Friday, July 6, 2018

Short Book Reviews: More Steampunk Airship Adventures


By Fire Above, by Robyn Bemis, Tor

In this sequel to The Guns Above, Robyn Bemis continues the steampunk adventures of a woman airship captain.  Once again, Josette Dupree, captain of His Majesty’s Signal Airship Mistral, along with her intrepid crew and not-so-intrepid supercargo, aristocrat Lord Bernat Hinkal, have been given an impossible mission: with glamorous but woefully inadequate repairs to the airship, she is to play a largely ceremonial role at the capital city. None of the real damage the airship sustained in the last batter has been repaired, including the “steamjack” engines. The bags are filled not with expensive, inert luftgas but explosive “flammable air,” a very bad combination with an engine apt to throw off sparks. Needless to say, Josette is unprepared for the courtly intrigues into which she is suddenly propelled (and with which Bernat, who grew up in such a milieu, is happy to reverse roles and become her guide). In the air, conducting a battle in three dimensions, Josette is as cunning as she is courageous. But thrown into the viper’s nest of courtiers or forced to face her own romantic feelings for Bernat’s brother, she finds herself all too fallible.

Josette has no intention of becoming a trophy hero and soon maneuvers to lead a mission to free the border state where her estranged mother (and Bernat’s lover) lives. From there, one mishap after another balloons (excuse the pun) into disaster.

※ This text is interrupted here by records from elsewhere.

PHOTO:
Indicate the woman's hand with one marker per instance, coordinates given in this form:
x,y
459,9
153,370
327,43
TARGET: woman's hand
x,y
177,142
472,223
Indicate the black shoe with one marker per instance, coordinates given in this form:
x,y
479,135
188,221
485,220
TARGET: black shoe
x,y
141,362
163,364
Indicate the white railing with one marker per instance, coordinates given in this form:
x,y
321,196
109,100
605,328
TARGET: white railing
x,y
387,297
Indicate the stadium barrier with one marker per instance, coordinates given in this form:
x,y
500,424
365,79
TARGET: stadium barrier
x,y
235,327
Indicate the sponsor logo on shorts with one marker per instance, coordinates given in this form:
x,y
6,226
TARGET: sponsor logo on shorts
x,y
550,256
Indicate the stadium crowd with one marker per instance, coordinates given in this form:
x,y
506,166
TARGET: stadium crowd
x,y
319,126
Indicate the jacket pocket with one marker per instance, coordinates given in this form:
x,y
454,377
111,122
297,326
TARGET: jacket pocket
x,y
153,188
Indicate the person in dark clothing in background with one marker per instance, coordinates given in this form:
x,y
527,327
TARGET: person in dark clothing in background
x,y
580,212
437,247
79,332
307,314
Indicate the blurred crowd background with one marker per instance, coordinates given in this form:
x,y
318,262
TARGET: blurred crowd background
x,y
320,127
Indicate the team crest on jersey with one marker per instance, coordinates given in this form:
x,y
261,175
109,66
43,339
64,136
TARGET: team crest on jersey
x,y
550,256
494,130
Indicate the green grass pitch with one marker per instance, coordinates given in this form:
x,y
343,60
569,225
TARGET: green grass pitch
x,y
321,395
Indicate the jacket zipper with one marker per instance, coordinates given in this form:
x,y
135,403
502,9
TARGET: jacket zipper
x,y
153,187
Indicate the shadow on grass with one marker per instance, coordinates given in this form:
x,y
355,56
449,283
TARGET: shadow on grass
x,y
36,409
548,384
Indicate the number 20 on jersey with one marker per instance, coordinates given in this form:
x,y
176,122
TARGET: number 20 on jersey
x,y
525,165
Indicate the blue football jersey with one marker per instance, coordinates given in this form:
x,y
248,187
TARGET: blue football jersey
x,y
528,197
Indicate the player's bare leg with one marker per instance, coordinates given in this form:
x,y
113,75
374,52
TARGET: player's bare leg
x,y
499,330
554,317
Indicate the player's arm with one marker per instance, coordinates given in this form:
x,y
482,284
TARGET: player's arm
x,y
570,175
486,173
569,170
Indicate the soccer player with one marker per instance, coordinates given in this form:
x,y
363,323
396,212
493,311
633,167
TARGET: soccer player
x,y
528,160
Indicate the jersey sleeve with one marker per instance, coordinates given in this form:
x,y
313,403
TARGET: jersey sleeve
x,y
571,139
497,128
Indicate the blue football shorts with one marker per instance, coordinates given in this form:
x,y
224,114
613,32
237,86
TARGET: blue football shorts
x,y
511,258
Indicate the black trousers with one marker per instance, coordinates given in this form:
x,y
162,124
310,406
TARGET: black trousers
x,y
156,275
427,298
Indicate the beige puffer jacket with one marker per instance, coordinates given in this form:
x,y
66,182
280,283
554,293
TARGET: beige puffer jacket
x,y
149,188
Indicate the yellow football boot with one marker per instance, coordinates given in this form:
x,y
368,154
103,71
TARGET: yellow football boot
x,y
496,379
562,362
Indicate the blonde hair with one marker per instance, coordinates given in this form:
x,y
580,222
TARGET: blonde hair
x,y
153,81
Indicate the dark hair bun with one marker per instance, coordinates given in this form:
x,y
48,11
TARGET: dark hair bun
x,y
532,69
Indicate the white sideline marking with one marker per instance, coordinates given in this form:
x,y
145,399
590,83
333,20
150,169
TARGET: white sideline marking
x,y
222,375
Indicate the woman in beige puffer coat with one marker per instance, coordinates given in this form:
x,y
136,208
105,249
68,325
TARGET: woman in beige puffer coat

As in the first adventure, I was impressed by the detailed construction of the airships, as well as the scientific (hooray for physics and chemistry!), mathematical, and engineering principles involved, as well as the strategies when battles are fought in three dimensions (up/down as well as side/side and forward/backward). The action sequences were breathtaking. My reservation, as before, pertains to the creation of a political geography so akin to Western Europe that it made no sense to not use the actual nationalities and thereby avoid reader confusion with made-up names and cultures. That reservation aside, I heartily recommend the series and hope to see more Josette’s unfolding stories (and I expect to see her, like Horatio Hornblower, become admiral one day).